Entre as oferendas à deusa Sequana, estão jóias, moedas e animais. Há evidências de sacrifícios de animais tanto domesticados quanto selvagens. E imagens de meninos ofertando filhotes de cães e pássaros apontam para uma possível vinculação da deusa com estes dois animais. Mais uma vez levantando uma referência a uma deusa gaélica, Boann que, como citei, ao tornar-se o Rio Boyne, afogou-se com seu cão, Dabilla, que se tornou um fairy mound.

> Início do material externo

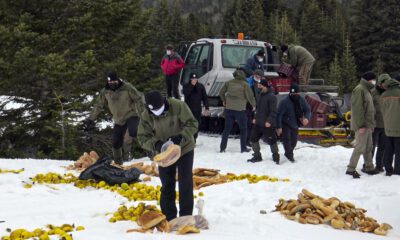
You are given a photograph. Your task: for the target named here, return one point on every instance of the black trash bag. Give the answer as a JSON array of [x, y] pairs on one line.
[[102, 170]]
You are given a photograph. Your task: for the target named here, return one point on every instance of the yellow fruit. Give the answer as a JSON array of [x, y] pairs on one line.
[[80, 228], [125, 186]]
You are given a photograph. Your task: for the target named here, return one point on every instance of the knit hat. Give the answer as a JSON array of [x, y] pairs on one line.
[[259, 72], [154, 100], [284, 48], [261, 53], [193, 75], [294, 88], [369, 76], [112, 76]]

Já a ligação da deusa com pássaros é melhor atestada na famosa imagem na qual a deusa aparece de braços abertos para receber os peregrinos, usando uma coroa que demonstra seu alto status e condição de Deusa da Soberania, de pé sobre uma barca cuja proa é a cabeça da um Pato, barco este que provavelmente é o meio pelo qual a deusa faz a passagem entre os mundos em seu Rio e fonte. [Esta imagética será fundamental quando tratar da deusa Navia.]

Já a deusa Sirona difere das demais deusas até agora citadas por ser vinculada antes a fontes de água e não propriamente aos cursos destes, os rios, e por quase sempre ser representada ao lado de um deus, Grannus, Apollo ou Belenus. Seu culto foi de impressionante amplitude durante o período gallo-romano, indo desde a Bretanha francesa até a Hungria, com abundância maior de evidências na Alemanha. Contudo as imagens não deixam claro se a união entre Sirona e este deus é conjugal ou se seriam irmãos, a exemplo de Apollo e Ártemis.

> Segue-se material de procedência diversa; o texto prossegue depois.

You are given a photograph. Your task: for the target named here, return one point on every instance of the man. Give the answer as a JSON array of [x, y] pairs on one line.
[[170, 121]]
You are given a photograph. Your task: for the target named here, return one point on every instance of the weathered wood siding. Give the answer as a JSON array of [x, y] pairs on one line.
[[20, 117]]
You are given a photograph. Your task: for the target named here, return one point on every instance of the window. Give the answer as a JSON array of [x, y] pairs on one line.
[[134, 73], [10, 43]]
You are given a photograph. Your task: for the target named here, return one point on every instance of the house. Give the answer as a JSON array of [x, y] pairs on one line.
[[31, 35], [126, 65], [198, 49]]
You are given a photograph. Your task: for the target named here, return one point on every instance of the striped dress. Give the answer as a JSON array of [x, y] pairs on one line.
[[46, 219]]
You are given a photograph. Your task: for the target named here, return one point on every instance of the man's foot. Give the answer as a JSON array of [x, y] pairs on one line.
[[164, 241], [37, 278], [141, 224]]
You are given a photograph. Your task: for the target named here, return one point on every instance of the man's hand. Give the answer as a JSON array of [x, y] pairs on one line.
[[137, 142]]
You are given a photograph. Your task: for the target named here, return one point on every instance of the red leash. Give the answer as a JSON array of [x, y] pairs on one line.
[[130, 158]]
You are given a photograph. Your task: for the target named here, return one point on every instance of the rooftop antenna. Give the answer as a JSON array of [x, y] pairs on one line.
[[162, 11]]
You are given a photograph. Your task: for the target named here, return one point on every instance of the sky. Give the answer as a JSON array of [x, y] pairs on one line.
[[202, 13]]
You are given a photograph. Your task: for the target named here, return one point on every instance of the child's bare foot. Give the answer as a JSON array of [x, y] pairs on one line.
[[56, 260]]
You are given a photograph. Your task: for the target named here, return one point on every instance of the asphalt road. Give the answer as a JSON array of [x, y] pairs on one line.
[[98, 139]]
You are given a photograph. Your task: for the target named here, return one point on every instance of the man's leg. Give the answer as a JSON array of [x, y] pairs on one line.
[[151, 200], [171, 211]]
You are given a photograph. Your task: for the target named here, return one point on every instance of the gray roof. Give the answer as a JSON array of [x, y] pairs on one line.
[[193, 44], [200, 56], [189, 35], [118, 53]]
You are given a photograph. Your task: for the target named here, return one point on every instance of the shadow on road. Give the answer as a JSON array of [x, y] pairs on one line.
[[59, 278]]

A associação entre Grannus e Apollo parece estar na sua vinculação ao sol e à lira, demonstrando os atributos deste deus como bardo e curandeiro. Vale desde já assinalar que Grannus era cultuado na Gália em torno do Equinócio de Primavera. Quanto a Sirona, cujo nome significa Estrela, a semelhança com Ártemis, a lua, está no fato de serem ambas deusas vinculada à noite e, especialmente, aos astros iluminando a escuridão, assim como um olho d’água brotando da terra, e como a primavera irrompendo do inverno.

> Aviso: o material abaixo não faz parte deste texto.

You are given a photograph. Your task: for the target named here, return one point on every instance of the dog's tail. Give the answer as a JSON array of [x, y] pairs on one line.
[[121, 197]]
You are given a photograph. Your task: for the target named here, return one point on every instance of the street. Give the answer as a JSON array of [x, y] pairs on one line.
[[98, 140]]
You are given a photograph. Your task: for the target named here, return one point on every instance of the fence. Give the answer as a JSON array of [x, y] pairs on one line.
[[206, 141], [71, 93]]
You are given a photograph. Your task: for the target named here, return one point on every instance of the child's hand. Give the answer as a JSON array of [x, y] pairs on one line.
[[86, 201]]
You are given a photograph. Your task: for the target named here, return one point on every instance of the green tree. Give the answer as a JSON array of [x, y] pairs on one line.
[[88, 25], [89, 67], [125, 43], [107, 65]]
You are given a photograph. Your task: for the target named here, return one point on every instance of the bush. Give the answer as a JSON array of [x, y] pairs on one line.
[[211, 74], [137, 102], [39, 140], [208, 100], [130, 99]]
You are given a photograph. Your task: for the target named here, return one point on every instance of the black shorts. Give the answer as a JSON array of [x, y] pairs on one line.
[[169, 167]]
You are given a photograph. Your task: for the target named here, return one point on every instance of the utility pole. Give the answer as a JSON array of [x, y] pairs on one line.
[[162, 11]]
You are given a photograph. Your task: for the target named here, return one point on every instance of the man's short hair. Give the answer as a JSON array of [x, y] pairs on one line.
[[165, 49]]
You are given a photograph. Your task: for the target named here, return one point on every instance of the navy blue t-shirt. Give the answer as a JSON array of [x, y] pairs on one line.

Outra associação da deusa Sirona à Primavera está na imagem da deusa junto a Grannus em Hochscheid (atual Alemanha), aonde ela aparece com uma serpente enrolada em um dos braços -simbolizando fertilidade e cura – e uma cesta de ovos no outro. É interessante lembrar que não apenas no mundo céltico as serpentes e ovos estão ligados à Primavera, mas entre germânicos também. A deusa Eostre, igualmente chamada Estrela, é cultuada na primavera e seu culto deu origem à versão germânica da Páscoa, Ostara, Easter no inglês moderno, época do ano na qual os ovos figuram como promessa de retorno à vida. Ainda hoje na Alemanha existe o costume de decorar árvores com ovos coloridos. A estas árvores é dado o nome de Osterbaum, e a maior delas é feita en todas as Páscoas em Pomerode, no Sul do Brasil.

Outra menção à Primavera que me vem à mente quando penso em casal de irmãos divinos no mundo céltico, é a tradição escocesa em torno de Brígid e Angus. No conto The Coming of Angus and Bride, diz-se que este casal de filhos do Deus Dagda (também ligado ao tempo e à passagem das estações), unem-se em matrimônio na Primavera, quando Angus vem libertar Brígid de seu cárcere junto a Cailleach, deusa invernal. É nesta época do ano que os pássaros retornam de sua migração, e cisnes e pássaros são novamente vistos nos céus e lagos.

Por fim, e de volta à Gália, a deusa Damona é também representada com serpentes e grãos, e também faz par com o Deus Apollo. O nome desta deusa está vinculado ao gado, aludindo à prosperidade e ao aleitamento. Este casal é mais conhecido por seu altar em uma fonte no que se supõe que sejam as ruínas de Alesia, na França.